In der ernährungsmedizinischen Sprechstunde hört man täglich dieselben Geschichten: Die meisten Menschen haben bereits eine oder auch mehrere Diäten absolviert. Sie haben viele bunte Punkte gezählt und kennen sich mit Kalorienrechnern bestens aus. Viele halten sich zumindest phasenweise an den weit verbreiteten Ratschlag, fünfmal am Tag eine Portion Obst oder Gemüse zu essen. Und nicht wenige führt der Wunsch, etwas gegen Übergewicht und damit verbundenes körperliches Unwohlbefinden zu unternehmen, in Fitnessclubs. Dort treffen sie auf Personaltrainer, die auch Ernährungsberater sind und mit wohlfeilen Worten dozieren, welchen Kraftriegel man vor und welches Proteinshake man nach dem Training verputzen sollte.

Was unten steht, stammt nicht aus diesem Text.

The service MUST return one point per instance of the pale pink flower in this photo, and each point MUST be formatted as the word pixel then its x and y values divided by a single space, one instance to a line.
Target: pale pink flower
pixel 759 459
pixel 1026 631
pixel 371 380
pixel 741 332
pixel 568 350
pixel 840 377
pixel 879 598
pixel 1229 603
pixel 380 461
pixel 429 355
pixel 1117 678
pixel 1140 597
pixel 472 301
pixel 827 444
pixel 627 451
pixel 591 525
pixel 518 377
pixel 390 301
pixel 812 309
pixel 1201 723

So mancher hatte auch schon beachtliche Erfolgserlebnisse: zehn, vielleicht auch 15 oder mehr Kilo Gewichtsverlust. Doch das Wunschgewicht zu halten, das hat sich als unerreichbarer Wunschtraum herausgestellt. In der Arbeit gab es unerwartet viel Stress. Die Firma ging Pleite, die Kinder kamen in die Pubertät. Die lieben Sorgen führten dazu, dass auch fürs Fitnessstudio immer weniger Zeit bleibt.

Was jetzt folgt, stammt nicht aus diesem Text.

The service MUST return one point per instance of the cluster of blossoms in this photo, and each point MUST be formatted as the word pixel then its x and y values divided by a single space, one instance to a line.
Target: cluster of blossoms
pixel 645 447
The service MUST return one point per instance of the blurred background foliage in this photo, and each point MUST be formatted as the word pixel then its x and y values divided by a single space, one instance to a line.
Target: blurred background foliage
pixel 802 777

Dennoch lassen es viele sich nicht nehmen, wenigstens einmal am Tag warm zu kochen und im Kreise der Familie zu essen. Ein richtiges Abendessen, Reis oder Nudeln. Kartoffeln sind auch immer wieder dabei. Abends die Kohlenhydrate weglassen? Auch das haben viele schon probiert – aber irgendwie schmeckt es dann nicht mehr so gut.

»Zählen von Kalorien ist mittlerweile medizinische Steinzeit«

Neue Strategien gegen Übergewicht werden dringend gebraucht. Die gute Nachricht: Sie müssen nicht mehr gesucht werden, sie wurden bereits gefunden. Selbst das schnöde Zählen von Kalorien auf dem Teller ist mittlerweile medizinische Steinzeit. Heute geht es darum, endlich hormonellen und chronobiologischen Grundsätzen zu folgen und unsere Ernährung in Einklang mit der Chronobiologie zu bringen.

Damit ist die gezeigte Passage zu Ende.